Today's Grid at a Glance
Here are the 16 words staring back at you in puzzle #931:
DUSKY | SPRING | STILL | PERRIER
BOX | STATIONARY | GEAR | ENVELOPE
NOODLE | RATCHET | TUBE | STATIC
PAWL | CONSTANT | SOXER | MAILER
A seemingly random collection that somehow connects into four perfect categories, spanning mechanical engineering, shipping logistics, and canine wordplay.
Strategic Hints (No Spoilers Yet)
Yellow Category Nudge: Think about how you'd send something through the mail system.
Green Category Clue: These words all describe something that doesn't change position or state.
Blue Category Hint: Horology enthusiasts will recognize these as components inside a mechanical timepiece.
Purple Category Teaser: Canine names with a single letter substitution create these words.
The Full Solutions
Last chance to solve independently: answers below
Yellow (Containers for Shipping): BOX, ENVELOPE, MAILER, TUBE
These four terms represent different types of shipping containers used for transporting goods. Box and envelope are obvious mail carriers, while mailer specifically refers to a type of packaging designed for postal shipping.
Tube completes the set as a cylindrical container often used for shipping posters, documents, or rolled items. The category is straightforward once you think about physical objects that hold contents during transit.
Green (Unmoving): CONSTANT, STATIC, STATIONARY, STILL
This category collects synonyms for things that don't move or change. Constant describes something unchanging over time, static refers to something motionless or fixed, stationary means not moving from a position, and still indicates absence of motion.
The trap here is that "still" could also refer to a photographic still or a distillation apparatus, but in this context it clearly aligns with the immobility theme.
Blue (Mechanical Watch Parts): GEAR, PAWL, RATCHET, SPRING
Horology buffs will recognize these as essential components of mechanical timepieces. Gears transmit motion through a watch's movement, pawls are lever-like components that engage with ratchet teeth to prevent backward motion, ratchets are toothed wheels that allow motion in only one direction, and springs (particularly the mainspring) store and release energy to power the mechanism.
This category separates those with mechanical knowledge from casual solvers.
Purple (Dogs with First Letter Changed): DUSKY, NOODLE, PERRIER, SOXER
This is the puzzle's cleverest linguistic trick. Each word is a dog breed name with its first letter changed: Dusky comes from Husky (H→D), Noodle from Poodle (P→N), Perrier from Terrier (T→P), and Soxer from Boxer (B→S).
The category requires recognizing both the canine references and the letter substitution pattern, making it the day's most challenging connection.
The Verdict
Puzzle #931 registers as moderate difficulty with a sting in the tail. Yellow falls quickly for anyone who recognizes shipping containers, while green requires thinking about synonyms for immobility.

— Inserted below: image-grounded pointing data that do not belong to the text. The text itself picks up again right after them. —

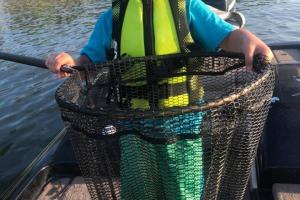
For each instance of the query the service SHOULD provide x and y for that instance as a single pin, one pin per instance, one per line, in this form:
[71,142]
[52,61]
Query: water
[29,117]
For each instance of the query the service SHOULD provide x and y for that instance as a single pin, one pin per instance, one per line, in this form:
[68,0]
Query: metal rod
[23,60]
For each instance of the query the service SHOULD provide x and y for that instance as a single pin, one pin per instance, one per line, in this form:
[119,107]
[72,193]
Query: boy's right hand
[55,61]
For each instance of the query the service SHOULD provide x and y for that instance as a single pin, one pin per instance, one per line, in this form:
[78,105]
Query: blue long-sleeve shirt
[207,29]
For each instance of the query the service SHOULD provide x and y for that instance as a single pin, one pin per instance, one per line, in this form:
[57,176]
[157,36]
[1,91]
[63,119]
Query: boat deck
[65,189]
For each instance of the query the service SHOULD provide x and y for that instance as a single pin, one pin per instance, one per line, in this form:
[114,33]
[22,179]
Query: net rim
[133,113]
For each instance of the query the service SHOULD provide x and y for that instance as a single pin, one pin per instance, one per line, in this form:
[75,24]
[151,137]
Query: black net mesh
[167,127]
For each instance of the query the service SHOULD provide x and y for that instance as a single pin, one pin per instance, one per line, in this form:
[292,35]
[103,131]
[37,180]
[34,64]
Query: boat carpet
[282,138]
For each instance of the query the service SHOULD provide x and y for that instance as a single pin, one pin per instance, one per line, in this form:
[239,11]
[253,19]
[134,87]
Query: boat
[55,174]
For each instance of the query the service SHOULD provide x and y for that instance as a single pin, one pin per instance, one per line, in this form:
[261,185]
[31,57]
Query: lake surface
[29,117]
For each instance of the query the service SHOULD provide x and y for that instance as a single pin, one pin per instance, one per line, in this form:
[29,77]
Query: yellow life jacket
[152,27]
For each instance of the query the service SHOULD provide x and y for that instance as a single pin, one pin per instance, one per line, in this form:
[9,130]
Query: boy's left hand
[242,41]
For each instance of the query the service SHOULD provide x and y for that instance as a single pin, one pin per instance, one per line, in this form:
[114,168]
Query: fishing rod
[31,61]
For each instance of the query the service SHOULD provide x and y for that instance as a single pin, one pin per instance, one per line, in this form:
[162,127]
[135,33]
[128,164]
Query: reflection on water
[29,117]
[272,20]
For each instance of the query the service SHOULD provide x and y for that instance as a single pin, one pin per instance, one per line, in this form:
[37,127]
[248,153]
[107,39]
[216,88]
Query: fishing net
[182,126]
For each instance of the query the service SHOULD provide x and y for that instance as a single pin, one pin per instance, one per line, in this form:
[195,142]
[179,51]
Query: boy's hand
[55,61]
[242,41]
[251,46]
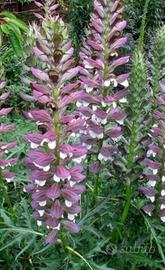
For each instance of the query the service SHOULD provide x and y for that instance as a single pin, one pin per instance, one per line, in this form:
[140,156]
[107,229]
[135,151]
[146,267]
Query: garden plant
[82,148]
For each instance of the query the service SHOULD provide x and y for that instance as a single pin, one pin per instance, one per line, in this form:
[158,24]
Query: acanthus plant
[55,162]
[154,171]
[103,83]
[6,161]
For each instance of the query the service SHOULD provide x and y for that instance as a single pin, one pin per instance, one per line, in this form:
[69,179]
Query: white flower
[41,212]
[125,83]
[40,183]
[163,192]
[163,219]
[71,216]
[39,223]
[43,203]
[68,203]
[151,183]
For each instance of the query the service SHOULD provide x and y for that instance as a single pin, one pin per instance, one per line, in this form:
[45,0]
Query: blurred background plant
[12,28]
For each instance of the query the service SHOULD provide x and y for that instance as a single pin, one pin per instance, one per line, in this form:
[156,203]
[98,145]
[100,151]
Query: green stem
[127,204]
[96,189]
[5,193]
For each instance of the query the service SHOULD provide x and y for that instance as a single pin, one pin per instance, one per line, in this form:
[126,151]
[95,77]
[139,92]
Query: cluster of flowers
[5,147]
[55,163]
[155,162]
[104,91]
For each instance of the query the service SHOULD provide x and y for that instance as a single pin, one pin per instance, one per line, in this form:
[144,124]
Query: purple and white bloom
[154,165]
[5,162]
[99,58]
[55,163]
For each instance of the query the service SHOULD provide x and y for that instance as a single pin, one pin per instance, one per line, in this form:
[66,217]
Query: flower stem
[127,203]
[96,189]
[5,193]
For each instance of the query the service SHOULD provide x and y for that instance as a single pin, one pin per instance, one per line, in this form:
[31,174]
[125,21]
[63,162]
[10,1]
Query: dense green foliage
[78,16]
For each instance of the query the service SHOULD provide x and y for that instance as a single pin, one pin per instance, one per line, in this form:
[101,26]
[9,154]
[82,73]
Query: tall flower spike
[55,163]
[5,162]
[104,89]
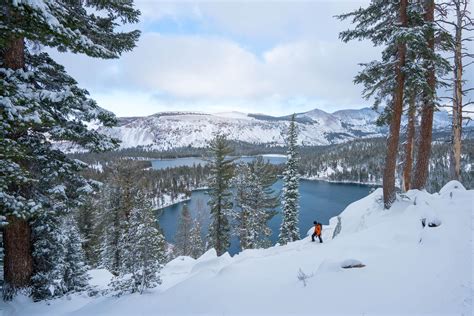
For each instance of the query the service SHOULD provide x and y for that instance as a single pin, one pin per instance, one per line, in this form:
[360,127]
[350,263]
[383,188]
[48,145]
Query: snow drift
[407,269]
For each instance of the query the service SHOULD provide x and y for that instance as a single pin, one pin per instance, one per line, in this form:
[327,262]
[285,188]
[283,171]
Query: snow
[408,269]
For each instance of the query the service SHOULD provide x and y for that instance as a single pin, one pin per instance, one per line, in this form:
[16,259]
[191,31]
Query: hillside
[408,269]
[170,130]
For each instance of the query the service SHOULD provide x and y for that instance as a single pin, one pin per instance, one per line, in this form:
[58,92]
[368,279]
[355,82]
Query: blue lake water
[190,161]
[319,201]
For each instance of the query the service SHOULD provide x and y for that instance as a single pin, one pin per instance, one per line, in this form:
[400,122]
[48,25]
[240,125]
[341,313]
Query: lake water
[319,200]
[190,161]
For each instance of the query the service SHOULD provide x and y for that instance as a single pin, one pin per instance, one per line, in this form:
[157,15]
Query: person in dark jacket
[318,228]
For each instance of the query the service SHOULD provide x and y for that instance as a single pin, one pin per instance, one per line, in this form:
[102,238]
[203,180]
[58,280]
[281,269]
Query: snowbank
[407,269]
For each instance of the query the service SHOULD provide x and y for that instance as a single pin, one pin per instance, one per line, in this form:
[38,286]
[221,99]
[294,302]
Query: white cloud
[302,63]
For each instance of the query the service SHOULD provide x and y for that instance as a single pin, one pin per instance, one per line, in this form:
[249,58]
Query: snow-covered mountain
[169,130]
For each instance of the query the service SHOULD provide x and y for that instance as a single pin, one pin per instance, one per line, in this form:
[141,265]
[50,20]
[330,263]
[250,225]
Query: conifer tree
[461,24]
[220,202]
[144,250]
[39,99]
[195,240]
[289,230]
[75,267]
[49,256]
[257,201]
[399,27]
[182,246]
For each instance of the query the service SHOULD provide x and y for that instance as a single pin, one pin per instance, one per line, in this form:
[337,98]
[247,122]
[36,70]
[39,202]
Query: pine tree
[399,27]
[49,252]
[220,202]
[114,225]
[144,250]
[428,107]
[87,219]
[289,230]
[39,99]
[75,268]
[257,201]
[409,143]
[195,240]
[461,24]
[182,246]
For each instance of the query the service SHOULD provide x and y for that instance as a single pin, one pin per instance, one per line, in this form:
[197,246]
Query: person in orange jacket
[317,231]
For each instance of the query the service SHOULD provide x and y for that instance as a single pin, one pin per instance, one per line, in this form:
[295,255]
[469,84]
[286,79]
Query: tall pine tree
[182,245]
[40,103]
[220,202]
[399,27]
[257,202]
[289,230]
[143,250]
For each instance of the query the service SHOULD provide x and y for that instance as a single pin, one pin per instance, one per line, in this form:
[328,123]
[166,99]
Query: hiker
[317,231]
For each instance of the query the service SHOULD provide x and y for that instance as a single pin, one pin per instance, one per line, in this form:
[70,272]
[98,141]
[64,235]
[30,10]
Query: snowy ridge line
[314,178]
[171,130]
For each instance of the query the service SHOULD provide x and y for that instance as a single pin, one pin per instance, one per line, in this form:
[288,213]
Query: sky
[271,57]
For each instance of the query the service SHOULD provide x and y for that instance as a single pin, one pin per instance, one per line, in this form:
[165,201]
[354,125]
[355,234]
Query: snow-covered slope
[409,269]
[181,129]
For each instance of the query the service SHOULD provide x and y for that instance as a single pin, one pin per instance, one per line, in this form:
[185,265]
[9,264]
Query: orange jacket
[317,229]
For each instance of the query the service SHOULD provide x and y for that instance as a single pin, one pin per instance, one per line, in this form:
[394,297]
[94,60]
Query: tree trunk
[18,261]
[426,128]
[396,115]
[457,104]
[408,165]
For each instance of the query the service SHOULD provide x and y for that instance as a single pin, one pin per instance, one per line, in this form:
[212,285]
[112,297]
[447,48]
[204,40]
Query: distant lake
[190,161]
[319,201]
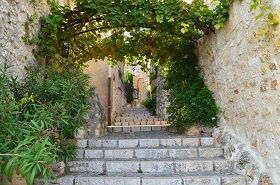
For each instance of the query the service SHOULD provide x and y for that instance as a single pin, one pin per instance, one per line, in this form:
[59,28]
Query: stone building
[109,85]
[241,67]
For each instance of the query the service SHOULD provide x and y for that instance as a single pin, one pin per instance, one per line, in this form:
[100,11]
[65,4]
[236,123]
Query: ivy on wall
[163,32]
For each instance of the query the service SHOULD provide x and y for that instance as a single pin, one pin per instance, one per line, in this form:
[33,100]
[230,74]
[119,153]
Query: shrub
[36,118]
[191,102]
[151,105]
[128,86]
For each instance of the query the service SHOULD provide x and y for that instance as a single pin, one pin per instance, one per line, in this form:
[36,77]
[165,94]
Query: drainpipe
[109,96]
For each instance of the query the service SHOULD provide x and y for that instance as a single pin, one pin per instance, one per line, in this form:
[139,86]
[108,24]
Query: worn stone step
[150,166]
[149,153]
[153,179]
[138,128]
[133,141]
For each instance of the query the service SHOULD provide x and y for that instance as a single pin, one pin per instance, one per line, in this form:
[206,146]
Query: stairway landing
[135,119]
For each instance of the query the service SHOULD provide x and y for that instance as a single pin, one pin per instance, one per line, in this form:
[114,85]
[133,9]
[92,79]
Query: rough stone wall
[162,102]
[98,71]
[19,19]
[140,82]
[117,89]
[242,69]
[96,119]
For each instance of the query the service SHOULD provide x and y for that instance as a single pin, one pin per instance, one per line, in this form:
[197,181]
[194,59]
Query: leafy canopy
[127,29]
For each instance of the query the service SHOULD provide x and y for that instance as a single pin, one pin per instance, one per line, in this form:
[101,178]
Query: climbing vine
[161,31]
[126,30]
[267,15]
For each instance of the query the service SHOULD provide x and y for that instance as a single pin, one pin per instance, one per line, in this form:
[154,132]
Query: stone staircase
[135,119]
[151,157]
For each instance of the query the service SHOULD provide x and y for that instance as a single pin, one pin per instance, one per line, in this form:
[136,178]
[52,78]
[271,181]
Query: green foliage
[128,86]
[36,118]
[191,102]
[157,29]
[150,104]
[265,14]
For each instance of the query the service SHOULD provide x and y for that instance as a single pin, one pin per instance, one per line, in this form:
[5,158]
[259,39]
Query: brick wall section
[13,17]
[243,71]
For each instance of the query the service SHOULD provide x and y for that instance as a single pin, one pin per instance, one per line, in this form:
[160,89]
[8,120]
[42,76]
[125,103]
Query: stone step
[135,140]
[153,179]
[137,118]
[138,128]
[151,166]
[140,122]
[150,153]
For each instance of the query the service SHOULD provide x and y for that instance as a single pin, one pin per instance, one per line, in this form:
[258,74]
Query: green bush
[151,105]
[36,118]
[191,102]
[128,86]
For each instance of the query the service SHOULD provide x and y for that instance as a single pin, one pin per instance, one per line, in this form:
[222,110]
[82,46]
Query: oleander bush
[37,116]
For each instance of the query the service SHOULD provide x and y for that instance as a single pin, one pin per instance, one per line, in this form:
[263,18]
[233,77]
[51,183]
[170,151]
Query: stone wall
[20,19]
[162,102]
[242,69]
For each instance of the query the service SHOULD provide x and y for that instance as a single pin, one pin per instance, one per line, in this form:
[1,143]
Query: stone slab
[193,166]
[202,180]
[157,166]
[122,166]
[118,153]
[161,181]
[94,154]
[151,153]
[210,152]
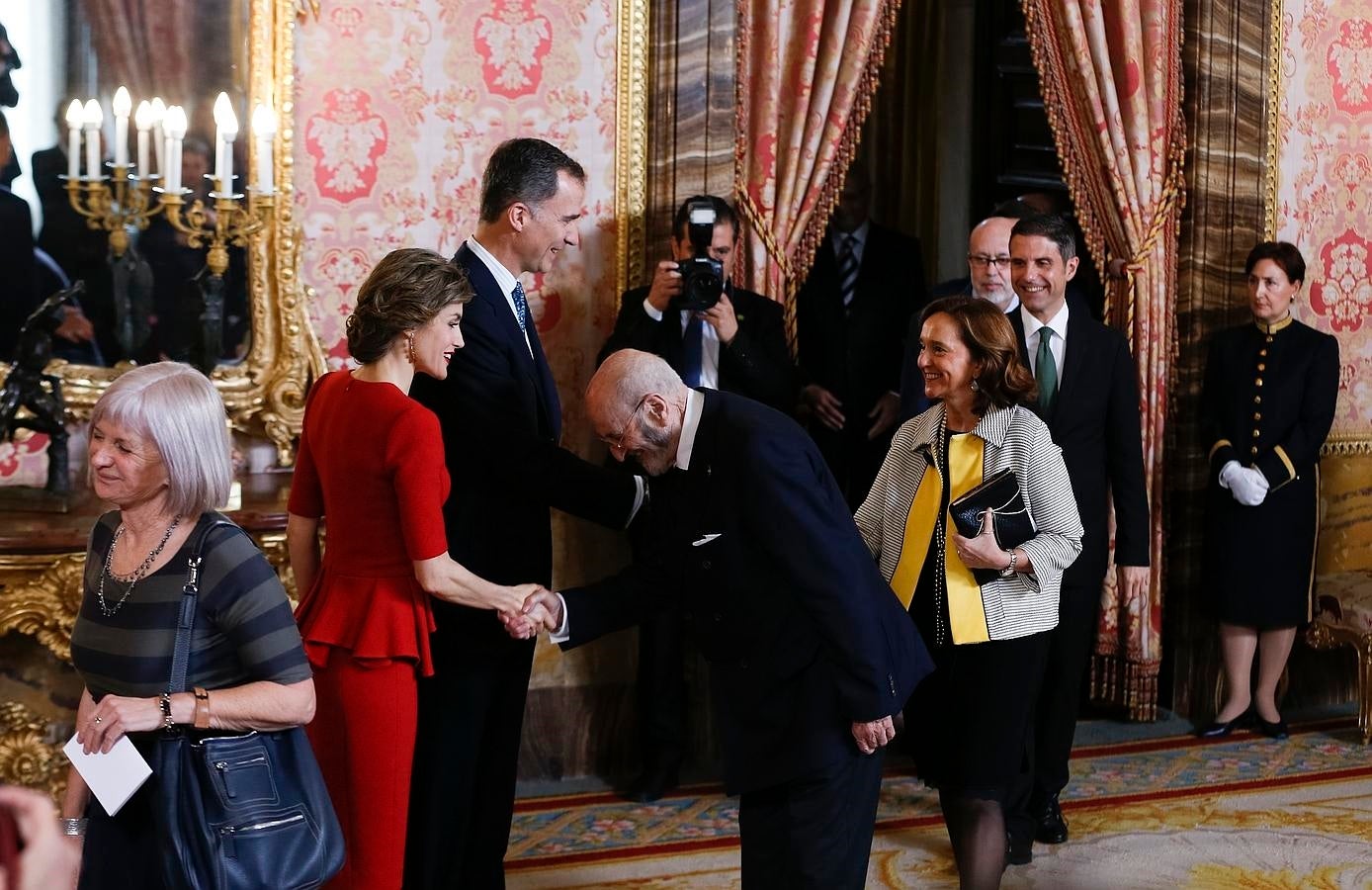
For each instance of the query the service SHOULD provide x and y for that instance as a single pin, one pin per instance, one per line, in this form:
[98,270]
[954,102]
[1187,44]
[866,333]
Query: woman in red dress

Blue separates the mechanical enthusiasts from the casual observers. Purple, predictably, is the streak-ender - that canine letter substitution trick won't reveal itself without serious lateral thinking.
The real trap lies in words like "spring" and "still" that could fit multiple categories. "Spring" could be a season, a water source, or a mechanical component, while "still" could be photographic or alcoholic.
"Perrier" might mislead as a brand name rather than a modified dog breed. These red herrings force solvers to consider multiple possible connections before committing.
Reset and Repeat
Tomorrow's puzzle drops at midnight in your timezone. Until then, reflect on today's performance: did you spot the mechanical watch components immediately, or did the shipping containers trip you up?
The beauty lies not in perfection but in training your brain to spot these hidden patterns.
For now, puzzle #931 is solved. See you at midnight for round #932.